Democrats in Washington saw their climate action options dwindle Thursday as the Supreme Court diminished the EPA’s ability to regulate carbon emissions from power plants.
By a 6-3 vote, the conservative majority ruled the agency does not possess broad authority to regulate pollution from electric utilities.
The court’s three liberals disagreed, writing in a dissent that the majority had denuded the agency of “the power to respond to the most pressing environmental challenge of our time.”
As industry groups and Republican lawmakers cheered the ruling and Democrats said it will burn critical time to lower domestic emissions, the decision placed pressure on Congress to address climate change as a now-hobbled EPA prepares a new climate proposal.
[Supreme Court limits EPA power plant carbon emissions authority]
In a fiery statement that gave the court a new title —“MAGA Court,” a reference to the Make America Great Again slogan of former President Donald Trump, who named three of the six conservative justices to the bench — Senate Majority Leader Charles E. Schumer, D-N.Y., decried the ruling along with two recent high court decisions to weaken gun-safety restrictions and overturn federal abortion protection.
“First on gun safety, then on abortion, and now on the environment — this MAGA, regressive, extremist Supreme Court is intent on setting America back decades, if not centuries,” Schumer said. “Today’s decision adds to a number of dangerously outrageous decisions that have rightly tarnished the public’s confidence in the court — every Republican who had a role in putting these six justices on the bench are complicit in the devastating impacts of its extremist decisions.”
‘Overridden lawmakers’ will’
Energy and Commerce Chairman Rep. Frank Pallone Jr., D-N.J., said the court had misread the Clean Air Act and overridden lawmakers’ will. “The Supreme Court’s blatant dismissal of the will of Congress is an alarming display of hubris, the consequences of which will be felt far beyond this case,” Pallone said.
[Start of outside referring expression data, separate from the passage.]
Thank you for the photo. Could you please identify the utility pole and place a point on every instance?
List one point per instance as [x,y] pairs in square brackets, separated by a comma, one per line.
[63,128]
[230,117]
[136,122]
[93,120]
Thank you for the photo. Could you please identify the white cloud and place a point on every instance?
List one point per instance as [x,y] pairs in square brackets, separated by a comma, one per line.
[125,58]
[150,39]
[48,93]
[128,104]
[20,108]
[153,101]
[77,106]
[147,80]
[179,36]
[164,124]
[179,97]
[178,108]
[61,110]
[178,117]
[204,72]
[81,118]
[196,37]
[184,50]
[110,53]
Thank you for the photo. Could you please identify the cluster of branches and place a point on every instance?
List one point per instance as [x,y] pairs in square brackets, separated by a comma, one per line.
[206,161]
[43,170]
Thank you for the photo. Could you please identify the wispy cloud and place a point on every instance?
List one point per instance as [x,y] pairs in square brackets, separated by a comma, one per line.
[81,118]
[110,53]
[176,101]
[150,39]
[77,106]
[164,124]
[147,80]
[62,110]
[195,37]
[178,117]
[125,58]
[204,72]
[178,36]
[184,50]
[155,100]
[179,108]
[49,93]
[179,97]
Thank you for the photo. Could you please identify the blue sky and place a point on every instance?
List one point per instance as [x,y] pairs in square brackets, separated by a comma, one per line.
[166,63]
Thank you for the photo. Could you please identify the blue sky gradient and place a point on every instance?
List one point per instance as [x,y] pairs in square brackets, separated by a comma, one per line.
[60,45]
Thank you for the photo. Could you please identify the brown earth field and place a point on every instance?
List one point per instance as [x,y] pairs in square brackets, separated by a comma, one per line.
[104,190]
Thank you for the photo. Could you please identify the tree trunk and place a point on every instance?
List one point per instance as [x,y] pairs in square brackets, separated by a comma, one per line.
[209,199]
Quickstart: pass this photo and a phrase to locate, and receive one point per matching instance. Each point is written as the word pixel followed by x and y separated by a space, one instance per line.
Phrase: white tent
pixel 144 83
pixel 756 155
House Majority Leader Steny H. Hoyer, D-Md., also took umbrage at the ruling, saying the justices were playing the roles of lawmakers, not interpreters of the law, referencing the dissent in the case by Justice Elena Kagan.
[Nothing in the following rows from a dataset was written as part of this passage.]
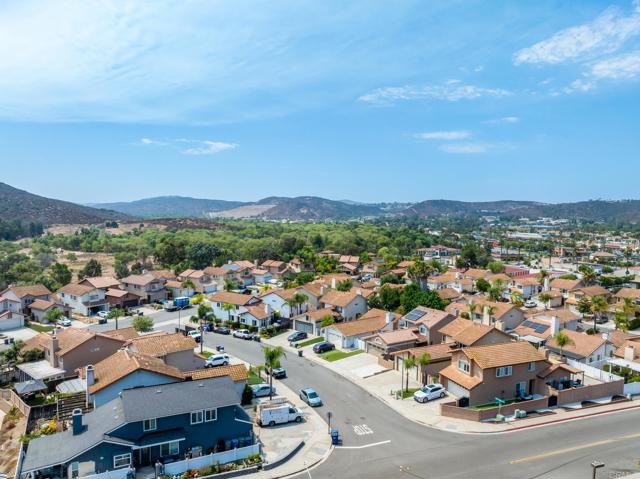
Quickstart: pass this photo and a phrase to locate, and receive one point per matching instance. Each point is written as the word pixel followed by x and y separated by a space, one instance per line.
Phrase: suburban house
pixel 73 348
pixel 465 333
pixel 584 348
pixel 125 370
pixel 40 307
pixel 175 349
pixel 439 358
pixel 386 342
pixel 18 299
pixel 235 302
pixel 427 321
pixel 504 370
pixel 349 335
pixel 142 426
pixel 348 304
pixel 311 321
pixel 147 286
pixel 279 299
pixel 83 299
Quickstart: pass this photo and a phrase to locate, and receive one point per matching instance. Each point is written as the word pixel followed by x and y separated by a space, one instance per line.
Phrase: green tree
pixel 272 356
pixel 142 324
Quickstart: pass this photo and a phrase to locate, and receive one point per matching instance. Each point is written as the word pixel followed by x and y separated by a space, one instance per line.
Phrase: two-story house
pixel 142 426
pixel 484 373
pixel 147 286
pixel 83 299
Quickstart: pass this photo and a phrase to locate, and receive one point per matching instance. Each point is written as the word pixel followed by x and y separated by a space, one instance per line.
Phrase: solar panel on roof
pixel 415 315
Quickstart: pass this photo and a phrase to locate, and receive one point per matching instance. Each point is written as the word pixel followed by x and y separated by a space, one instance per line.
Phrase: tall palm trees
pixel 272 358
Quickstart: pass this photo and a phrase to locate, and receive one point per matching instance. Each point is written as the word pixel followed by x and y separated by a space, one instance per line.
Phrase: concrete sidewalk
pixel 381 384
pixel 310 437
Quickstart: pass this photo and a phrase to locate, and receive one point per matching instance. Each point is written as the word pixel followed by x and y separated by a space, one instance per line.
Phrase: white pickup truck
pixel 278 412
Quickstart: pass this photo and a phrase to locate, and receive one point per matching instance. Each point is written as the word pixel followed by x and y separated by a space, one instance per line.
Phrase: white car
pixel 429 392
pixel 64 322
pixel 217 360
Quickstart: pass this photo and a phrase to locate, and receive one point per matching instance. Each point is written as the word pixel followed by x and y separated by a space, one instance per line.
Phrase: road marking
pixel 365 446
pixel 557 452
pixel 362 429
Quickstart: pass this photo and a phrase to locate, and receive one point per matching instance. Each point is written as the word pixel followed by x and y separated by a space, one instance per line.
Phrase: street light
pixel 595 465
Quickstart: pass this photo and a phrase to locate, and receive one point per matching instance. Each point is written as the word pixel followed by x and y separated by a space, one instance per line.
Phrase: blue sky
pixel 371 101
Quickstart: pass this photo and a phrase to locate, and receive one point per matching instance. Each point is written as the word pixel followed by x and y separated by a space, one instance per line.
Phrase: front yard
pixel 336 355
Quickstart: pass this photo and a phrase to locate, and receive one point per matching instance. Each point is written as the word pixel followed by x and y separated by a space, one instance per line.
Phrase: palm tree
pixel 545 298
pixel 423 362
pixel 408 363
pixel 599 306
pixel 271 361
pixel 115 313
pixel 562 340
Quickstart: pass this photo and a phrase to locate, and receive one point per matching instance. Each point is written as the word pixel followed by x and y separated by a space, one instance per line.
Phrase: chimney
pixel 76 422
pixel 629 353
pixel 53 347
pixel 89 375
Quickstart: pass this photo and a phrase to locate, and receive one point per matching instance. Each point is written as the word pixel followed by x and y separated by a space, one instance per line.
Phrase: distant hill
pixel 25 206
pixel 431 208
pixel 171 207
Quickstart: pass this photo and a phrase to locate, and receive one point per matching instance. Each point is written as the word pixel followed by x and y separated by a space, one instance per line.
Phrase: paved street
pixel 377 442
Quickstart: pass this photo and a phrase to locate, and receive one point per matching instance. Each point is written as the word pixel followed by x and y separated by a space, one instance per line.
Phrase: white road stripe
pixel 366 445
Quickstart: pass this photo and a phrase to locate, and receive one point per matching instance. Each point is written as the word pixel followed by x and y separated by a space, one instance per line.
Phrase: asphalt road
pixel 379 443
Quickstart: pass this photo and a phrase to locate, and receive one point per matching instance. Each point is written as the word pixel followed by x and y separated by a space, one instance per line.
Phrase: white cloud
pixel 209 148
pixel 444 135
pixel 191 147
pixel 452 90
pixel 622 67
pixel 466 148
pixel 604 35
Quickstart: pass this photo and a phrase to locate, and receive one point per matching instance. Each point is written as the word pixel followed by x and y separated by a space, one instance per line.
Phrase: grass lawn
pixel 408 392
pixel 41 328
pixel 309 342
pixel 336 355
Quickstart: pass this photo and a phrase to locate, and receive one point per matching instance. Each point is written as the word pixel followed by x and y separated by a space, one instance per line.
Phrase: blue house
pixel 143 425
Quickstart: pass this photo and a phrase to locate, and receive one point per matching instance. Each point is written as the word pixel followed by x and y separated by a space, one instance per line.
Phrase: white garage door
pixel 457 390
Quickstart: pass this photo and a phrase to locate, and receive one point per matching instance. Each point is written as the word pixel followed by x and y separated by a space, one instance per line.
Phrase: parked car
pixel 262 390
pixel 64 322
pixel 242 334
pixel 297 336
pixel 217 360
pixel 311 397
pixel 278 373
pixel 429 392
pixel 323 347
pixel 195 334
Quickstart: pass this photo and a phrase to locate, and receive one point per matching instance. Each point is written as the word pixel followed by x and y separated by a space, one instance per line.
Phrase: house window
pixel 464 366
pixel 169 449
pixel 121 460
pixel 197 417
pixel 150 424
pixel 210 415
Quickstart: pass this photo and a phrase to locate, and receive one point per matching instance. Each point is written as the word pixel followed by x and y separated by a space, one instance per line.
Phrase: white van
pixel 270 414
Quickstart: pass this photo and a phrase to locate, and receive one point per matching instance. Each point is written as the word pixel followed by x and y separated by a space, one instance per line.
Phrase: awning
pixel 31 386
pixel 157 438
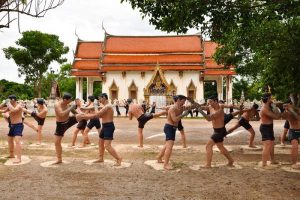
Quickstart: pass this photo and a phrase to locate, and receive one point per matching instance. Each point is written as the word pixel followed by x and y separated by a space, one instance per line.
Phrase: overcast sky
pixel 84 16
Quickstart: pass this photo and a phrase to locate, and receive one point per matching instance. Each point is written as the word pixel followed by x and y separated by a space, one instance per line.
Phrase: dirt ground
pixel 77 180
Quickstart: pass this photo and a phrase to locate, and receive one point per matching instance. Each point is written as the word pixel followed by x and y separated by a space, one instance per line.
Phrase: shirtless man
pixel 180 126
pixel 286 125
pixel 15 127
pixel 266 129
pixel 39 116
pixel 107 132
pixel 136 111
pixel 175 114
pixel 63 122
pixel 80 126
pixel 247 115
pixel 90 108
pixel 293 116
pixel 216 116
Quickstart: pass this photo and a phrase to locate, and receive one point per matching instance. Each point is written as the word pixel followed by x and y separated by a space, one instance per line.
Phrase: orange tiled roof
pixel 89 50
pixel 143 53
pixel 153 44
“As Justice Kagan points out in her dissent, ‘ the Court appoints itself — instead of Congress or the expert agency — the decision-maker on climate policy,” Hoyer said. “That is not how our system of checks and balances works,” he said, adding that the Senate should “act on legislation to address the existential threat posed by the climate crisis, including House-passed measures to lower Americans’ energy costs and secure a clean energy future.”
Hoyer did not identify specific bills and Democrats broadly did not pinpoint steps they plan to pursue to lower emissions as the level of carbon dioxide in the atmosphere hit an all-time record in May of 421 parts per million.
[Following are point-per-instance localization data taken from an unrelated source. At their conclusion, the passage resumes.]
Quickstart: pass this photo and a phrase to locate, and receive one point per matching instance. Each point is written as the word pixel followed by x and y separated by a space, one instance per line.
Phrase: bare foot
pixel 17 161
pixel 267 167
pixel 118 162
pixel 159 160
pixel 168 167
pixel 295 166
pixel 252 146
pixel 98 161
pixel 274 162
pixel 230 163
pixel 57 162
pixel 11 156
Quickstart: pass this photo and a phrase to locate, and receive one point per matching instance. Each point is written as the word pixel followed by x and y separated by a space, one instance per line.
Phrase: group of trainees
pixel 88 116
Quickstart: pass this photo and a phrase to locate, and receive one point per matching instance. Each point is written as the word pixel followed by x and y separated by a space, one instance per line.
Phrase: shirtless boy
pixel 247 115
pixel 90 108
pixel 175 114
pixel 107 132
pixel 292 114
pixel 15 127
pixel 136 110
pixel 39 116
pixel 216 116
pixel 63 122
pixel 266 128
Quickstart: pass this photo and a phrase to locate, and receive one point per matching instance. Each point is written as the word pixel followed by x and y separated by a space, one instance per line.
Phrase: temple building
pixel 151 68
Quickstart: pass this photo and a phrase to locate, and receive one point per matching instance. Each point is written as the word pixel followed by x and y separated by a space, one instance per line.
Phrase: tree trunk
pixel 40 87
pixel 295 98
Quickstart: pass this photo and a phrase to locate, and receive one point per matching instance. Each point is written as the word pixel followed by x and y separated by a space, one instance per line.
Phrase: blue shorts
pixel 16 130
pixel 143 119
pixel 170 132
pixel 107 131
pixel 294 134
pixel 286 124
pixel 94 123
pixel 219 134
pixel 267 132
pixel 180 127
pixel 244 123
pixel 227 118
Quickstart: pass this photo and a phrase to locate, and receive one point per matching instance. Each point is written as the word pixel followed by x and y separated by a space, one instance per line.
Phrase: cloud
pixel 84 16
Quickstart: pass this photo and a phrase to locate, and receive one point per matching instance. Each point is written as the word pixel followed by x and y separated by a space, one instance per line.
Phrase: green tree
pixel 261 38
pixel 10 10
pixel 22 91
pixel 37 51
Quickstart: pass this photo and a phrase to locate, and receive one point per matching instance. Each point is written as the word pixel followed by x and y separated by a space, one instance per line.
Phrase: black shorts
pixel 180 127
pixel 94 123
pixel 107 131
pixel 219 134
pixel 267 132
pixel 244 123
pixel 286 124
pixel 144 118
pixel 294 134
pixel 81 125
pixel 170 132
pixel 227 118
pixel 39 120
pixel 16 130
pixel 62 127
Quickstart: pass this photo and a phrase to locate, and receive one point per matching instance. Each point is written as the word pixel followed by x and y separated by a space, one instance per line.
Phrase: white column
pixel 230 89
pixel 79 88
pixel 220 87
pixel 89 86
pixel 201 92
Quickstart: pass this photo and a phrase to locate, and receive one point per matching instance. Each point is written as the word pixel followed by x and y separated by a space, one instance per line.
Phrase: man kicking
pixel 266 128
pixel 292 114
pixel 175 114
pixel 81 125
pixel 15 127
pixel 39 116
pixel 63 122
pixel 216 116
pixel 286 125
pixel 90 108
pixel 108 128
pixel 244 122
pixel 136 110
The ruling does not bar the EPA from regulating power sector emissions, but it narrows what options the agency can pursue.
EPA Administrator Michael S. Regan said in April the agency would issue its new proposal to regulate emissions from the power sector “as soon as the Supreme Court rules” on the case.
On Thursday Regan said the agency remains “committed to using the full scope” of its “authorities to protect communities and reduce the pollution that is driving climate change.”
Republican lawmakers celebrated a long-sought legal victory.
“Today, the Supreme Court gave power back to the people,” Senate Minority Leader Mitch McConnell, R-Ky., said in a statement.
Sen. Shelley Moore Capito, R-W.Va., the ranking member on the Senate Environment and Public Works Committee, echoed that states-rights notion, saying she would scrutinize the agency and steps to lower emissions from power plants, referencing an Obama-era proposal called the Clean Power Plan.
Though it’s the target of much Republican ire, that proposal, which was the core issue of the case decided Thursday, never went into effect. The Supreme Court stayed it in 2016 after Capito’s home state sued.
“I will continue to conduct oversight of EPA to make sure the agency does not attempt to devastate the people and industries of West Virginia as it did with the Clean Power Plan ever again,” she said.
Other Republicans in Congress, such as Cathy McMorris Rodgers, R-Wash., the top Republican on Energy and Commerce, applauded the news because the ruling may cast a sweeping legacy by requiring federal agencies to get explicit permission from Congress before they act.
“When Congress acts to address major policy questions affecting Americans and their livelihoods, it says so clearly, explicitly,” Rodgers said.